Genre:
Simulationen USK Freigabe:
Downloadspiel ohne USK-Prüfung ca. Preis:
35,00 €
Systeme:
PC, PlayStation 5, Xbox Series X/S
Inhalt:
Hach ja, die 1980er Jahre. Eine Epoche, in der alles möglich erschien. Und eine Ära, in der man noch nicht schief angesehen wurde, nur weil man etwas mehr Geld als andere verdient hat.
Meinung:
Manchmal liebe ich es, mich ins Unbekannte zu stürzen. Einfach mal mich für ein Game zu melden, von dem nur grob Infos hat und alles andere einem zunächst egal ist. Das kann gut gehen. Kann jedoch auch mal schieflaufen, wie jetzt bei Rise of Industry 2.
Endlich mal wieder ein Geschäftsimperium aufbauen Es handelt sich hierbei um ein Tycoon-Game. Sprich, du fängst bei null an und baust dir ein erfolgreiches Geschäftsimperium auf. Der Vorgänger kam 2019 heraus und erhielt keine sonderlich guten Bewertungen. Trotzdem muss er sich genügend verkauft haben, um eine Fortsetzung zu erhalten, die jetzt in den Handel kam.
Zunächst wurde der PC bedacht, ehe schließlich auch die Konsolen eine Fassung kriegten. Die Redaktion erhielt einen Key für die PS5.
Das Tutorial erklärt mit einem Augenzwinkern, wie du dir ein Videokassettengeschäft aufbaust. Danach wirst du in die Freiheit entlassen und darfst dann selber loslegen.
Viel zu berücksichtigen Ein Industrieimperium in Rise of the Industry 2 zu errichten ist alles andere als einfach. Denn es reicht nicht einfach aus, nur ein Gebäude zu bauen. Im Prinzip erhältst du ein Gelände, wo du viele Gebilde erbauen musst.

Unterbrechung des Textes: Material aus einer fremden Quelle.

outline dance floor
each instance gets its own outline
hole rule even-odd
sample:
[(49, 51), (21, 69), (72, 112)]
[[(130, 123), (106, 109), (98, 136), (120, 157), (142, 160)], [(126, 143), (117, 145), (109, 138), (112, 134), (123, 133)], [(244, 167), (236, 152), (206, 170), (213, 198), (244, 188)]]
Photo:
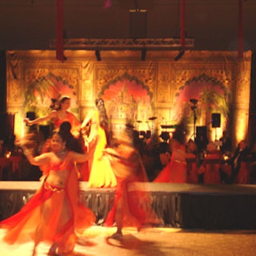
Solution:
[[(253, 256), (256, 231), (184, 230), (150, 228), (139, 232), (125, 229), (118, 239), (108, 239), (115, 228), (93, 226), (79, 238), (70, 256)], [(0, 238), (4, 230), (0, 229)], [(1, 255), (32, 255), (33, 244), (7, 245), (0, 242)], [(47, 255), (50, 244), (41, 243), (37, 256)]]
[[(17, 211), (41, 185), (40, 182), (0, 182), (0, 220)], [(102, 224), (115, 199), (115, 188), (90, 188), (80, 184), (79, 197)], [(131, 184), (150, 194), (153, 210), (164, 227), (209, 230), (256, 230), (256, 185), (203, 185), (145, 182)], [(138, 186), (139, 186), (138, 187)]]

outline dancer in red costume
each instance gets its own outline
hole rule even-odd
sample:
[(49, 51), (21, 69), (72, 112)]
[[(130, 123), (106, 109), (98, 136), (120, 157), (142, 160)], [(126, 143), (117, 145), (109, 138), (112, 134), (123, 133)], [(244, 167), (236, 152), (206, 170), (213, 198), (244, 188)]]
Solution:
[(90, 124), (90, 134), (84, 140), (87, 141), (89, 152), (93, 150), (89, 160), (88, 187), (110, 188), (116, 186), (116, 179), (111, 166), (109, 160), (103, 154), (108, 143), (108, 120), (104, 100), (95, 100), (95, 109), (90, 112), (84, 118), (81, 129)]
[(151, 207), (150, 196), (143, 191), (141, 183), (136, 183), (134, 189), (129, 191), (129, 185), (134, 184), (132, 182), (148, 181), (140, 155), (132, 141), (131, 136), (122, 133), (115, 147), (104, 150), (117, 179), (114, 205), (104, 222), (108, 227), (116, 223), (117, 231), (110, 238), (122, 236), (122, 228), (125, 227), (140, 228), (147, 224), (161, 223)]
[(154, 182), (186, 183), (187, 163), (183, 125), (177, 125), (170, 142), (170, 162), (160, 172)]
[(51, 151), (34, 157), (25, 147), (28, 141), (18, 141), (33, 165), (47, 165), (41, 188), (16, 214), (0, 223), (7, 228), (4, 241), (13, 244), (34, 241), (33, 255), (41, 241), (52, 243), (49, 255), (72, 252), (76, 242), (75, 231), (93, 225), (92, 212), (78, 202), (78, 180), (74, 162), (88, 160), (89, 155), (70, 151), (63, 135), (53, 134)]
[(69, 96), (61, 96), (58, 101), (57, 107), (53, 107), (52, 110), (45, 116), (38, 117), (36, 119), (29, 120), (25, 118), (24, 122), (28, 125), (33, 125), (45, 121), (51, 120), (53, 124), (54, 131), (58, 130), (60, 125), (65, 121), (68, 121), (71, 124), (71, 132), (72, 134), (78, 137), (80, 134), (80, 121), (76, 116), (68, 109), (70, 107), (70, 97)]

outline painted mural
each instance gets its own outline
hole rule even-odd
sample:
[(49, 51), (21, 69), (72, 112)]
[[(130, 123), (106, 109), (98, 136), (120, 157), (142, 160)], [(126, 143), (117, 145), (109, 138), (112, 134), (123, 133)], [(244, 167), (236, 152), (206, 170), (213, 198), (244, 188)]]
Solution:
[(136, 127), (136, 123), (141, 123), (140, 129), (146, 129), (143, 125), (154, 111), (152, 95), (137, 77), (127, 73), (117, 77), (102, 88), (100, 96), (106, 102), (114, 130), (124, 124)]
[(78, 113), (74, 86), (61, 77), (49, 72), (31, 81), (24, 93), (24, 111), (35, 112), (36, 116), (44, 116), (51, 111), (52, 99), (61, 95), (71, 98), (70, 111)]
[(207, 126), (211, 124), (212, 114), (218, 113), (221, 115), (225, 129), (230, 100), (230, 93), (221, 83), (203, 74), (189, 79), (179, 88), (175, 95), (173, 119), (177, 122), (182, 119), (188, 127), (194, 122), (196, 125)]

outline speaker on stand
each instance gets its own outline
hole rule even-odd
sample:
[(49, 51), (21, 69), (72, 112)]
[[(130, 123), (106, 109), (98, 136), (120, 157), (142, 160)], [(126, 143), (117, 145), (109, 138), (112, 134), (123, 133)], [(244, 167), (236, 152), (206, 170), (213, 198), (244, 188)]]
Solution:
[[(33, 111), (28, 111), (26, 114), (26, 118), (29, 119), (29, 120), (33, 120), (34, 119), (36, 119), (36, 113)], [(35, 124), (29, 126), (29, 131), (35, 131), (36, 129), (36, 126)]]
[(219, 113), (212, 113), (212, 126), (215, 128), (215, 140), (217, 140), (217, 127), (220, 127), (220, 114)]

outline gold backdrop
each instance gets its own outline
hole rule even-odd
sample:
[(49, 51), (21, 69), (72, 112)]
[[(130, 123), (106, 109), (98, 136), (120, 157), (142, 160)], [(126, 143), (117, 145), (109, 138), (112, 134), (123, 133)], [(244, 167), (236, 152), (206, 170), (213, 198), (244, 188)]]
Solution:
[[(6, 52), (7, 111), (15, 113), (16, 135), (28, 131), (23, 122), (28, 111), (46, 115), (51, 98), (68, 94), (71, 111), (81, 120), (100, 96), (114, 127), (129, 122), (156, 138), (161, 125), (185, 118), (189, 138), (193, 133), (189, 99), (196, 98), (196, 125), (206, 126), (209, 138), (218, 139), (227, 129), (233, 146), (246, 139), (250, 51), (243, 61), (237, 52), (188, 51), (177, 61), (178, 52), (168, 51), (148, 51), (145, 61), (140, 51), (101, 51), (100, 61), (94, 51), (65, 54), (61, 63), (54, 51)], [(212, 113), (221, 114), (220, 127), (212, 128)]]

Du musst auf die Stromversorgung achten, auf die Anbindung an die Straße, dass die Ressourcen abgebaut und auch verarbeitet werden... Kurzum, es ist sehr viel, was es zu berücksichtigen gilt.
Und es reicht nicht einfach nur aus, irgendwelche Industrien aufzubauen und Geld zu scheffeln. Schon bald schließt du Verträge ab, die bestimmte Fristen beinhalten. Hälfst du die nicht ein, drohen dir empfindliche Strafen. Doch schaffst du es, sie einzuhalten, dann ist dies gut für deine Reputation und früher oder später auch für dein Bankkonto. Immerhin bietet dir das Spiel eine Möglichkeit, früher oder später deinen Ruf zu reparieren, in dem du eine Runde auf dem Golfplatz drehst.
Eigentlich bietet das Game viel, um einen zu unterhalten. Du kannst Geschäftsbeziehungen aufbauen, Geschäftspartner erhalten, Rohstoffen an- aber ebenso verkaufen. Es ist im Grunde genommen einiges, um einen auf Stunden bei Laune zu halten und zu daddeln.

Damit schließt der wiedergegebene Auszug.